The Deutsche Bank Fire
A fire broke out on August 18, 2007 on the 17th floor of the Deutsche Bank building at 130 Liberty Street in New York City. More than 100 firefighters suffered injuries and two lost their lives. Manhattan District Attorney’s office investigated the fire and concluded that serious safety laws were either ignored or overlooked, and periodic inspection protocols were not followed. The 41-story building was heavily damaged in the September 11 attacks and was shrouded in black netting over scaffolding at the time of the fire.

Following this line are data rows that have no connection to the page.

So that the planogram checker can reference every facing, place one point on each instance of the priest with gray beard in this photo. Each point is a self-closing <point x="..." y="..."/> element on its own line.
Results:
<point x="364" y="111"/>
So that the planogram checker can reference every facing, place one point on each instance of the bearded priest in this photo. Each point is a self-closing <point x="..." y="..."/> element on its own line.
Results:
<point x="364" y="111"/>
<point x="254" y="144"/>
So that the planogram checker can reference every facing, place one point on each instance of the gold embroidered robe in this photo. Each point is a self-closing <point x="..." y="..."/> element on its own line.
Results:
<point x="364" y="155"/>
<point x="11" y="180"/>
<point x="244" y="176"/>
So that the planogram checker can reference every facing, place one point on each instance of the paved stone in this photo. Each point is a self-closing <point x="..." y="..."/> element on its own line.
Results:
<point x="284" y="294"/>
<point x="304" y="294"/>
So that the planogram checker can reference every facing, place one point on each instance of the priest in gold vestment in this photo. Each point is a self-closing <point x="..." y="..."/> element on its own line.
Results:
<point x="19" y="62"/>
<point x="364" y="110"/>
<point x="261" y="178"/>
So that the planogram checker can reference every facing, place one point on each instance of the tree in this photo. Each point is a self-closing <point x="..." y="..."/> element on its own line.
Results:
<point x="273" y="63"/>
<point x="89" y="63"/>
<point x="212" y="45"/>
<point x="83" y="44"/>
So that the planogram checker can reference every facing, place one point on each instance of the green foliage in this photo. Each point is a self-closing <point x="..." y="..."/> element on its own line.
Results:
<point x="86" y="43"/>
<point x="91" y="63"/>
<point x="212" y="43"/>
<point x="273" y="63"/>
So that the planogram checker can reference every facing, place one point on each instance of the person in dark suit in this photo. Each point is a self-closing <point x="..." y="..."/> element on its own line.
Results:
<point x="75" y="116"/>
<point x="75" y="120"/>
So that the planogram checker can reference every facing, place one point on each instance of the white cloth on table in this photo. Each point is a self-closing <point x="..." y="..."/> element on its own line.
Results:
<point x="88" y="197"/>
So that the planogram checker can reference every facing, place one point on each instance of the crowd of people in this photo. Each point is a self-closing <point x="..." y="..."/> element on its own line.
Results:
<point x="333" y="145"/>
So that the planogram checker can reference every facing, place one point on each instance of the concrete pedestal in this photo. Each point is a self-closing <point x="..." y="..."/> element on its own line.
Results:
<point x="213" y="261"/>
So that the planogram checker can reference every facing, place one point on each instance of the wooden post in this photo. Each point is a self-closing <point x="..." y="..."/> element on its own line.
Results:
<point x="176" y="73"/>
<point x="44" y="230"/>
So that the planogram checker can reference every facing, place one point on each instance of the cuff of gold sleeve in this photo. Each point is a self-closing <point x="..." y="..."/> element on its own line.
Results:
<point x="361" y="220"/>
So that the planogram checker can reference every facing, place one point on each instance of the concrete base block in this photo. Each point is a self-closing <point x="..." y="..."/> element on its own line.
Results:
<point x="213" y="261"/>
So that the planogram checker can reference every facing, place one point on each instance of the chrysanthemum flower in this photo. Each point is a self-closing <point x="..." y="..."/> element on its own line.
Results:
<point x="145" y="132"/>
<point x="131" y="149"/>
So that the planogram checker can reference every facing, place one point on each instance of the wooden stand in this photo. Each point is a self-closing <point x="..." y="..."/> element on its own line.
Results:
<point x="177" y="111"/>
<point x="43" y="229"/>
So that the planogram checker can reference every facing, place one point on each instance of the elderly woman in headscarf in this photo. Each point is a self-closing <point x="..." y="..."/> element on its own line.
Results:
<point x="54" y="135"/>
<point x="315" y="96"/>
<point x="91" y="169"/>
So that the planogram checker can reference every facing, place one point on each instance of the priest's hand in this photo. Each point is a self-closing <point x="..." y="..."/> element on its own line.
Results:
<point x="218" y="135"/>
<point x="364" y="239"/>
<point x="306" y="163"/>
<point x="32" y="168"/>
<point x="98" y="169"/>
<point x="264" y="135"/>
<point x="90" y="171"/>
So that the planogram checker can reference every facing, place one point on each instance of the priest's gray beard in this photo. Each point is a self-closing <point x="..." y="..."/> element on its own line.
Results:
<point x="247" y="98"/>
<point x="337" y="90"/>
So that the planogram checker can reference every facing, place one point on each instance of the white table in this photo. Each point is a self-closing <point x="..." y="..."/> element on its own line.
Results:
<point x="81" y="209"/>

Deutsche Bank Building shrouded in black netting 1
Simultaneous Asbestos Abatement and Demolition
Typically, demolition of a building does not start until asbestos abatement has been completed for the entire structure. However, that was not the case here. The contractor decided to conduct asbestos abatement and demolition simultaneously to expedite the process. Demolition workers were removing the floors from top down as they were cleared of asbestos. The abatement continued at the same time on lower floors. Under NYC DEP’s regulations related to asbestos abatement, a contained area with negative air pressure is required during abatement to prevent toxic dust from spreading. The containment is accomplished by by shrouding the building’s exterior and openings with solid plywood.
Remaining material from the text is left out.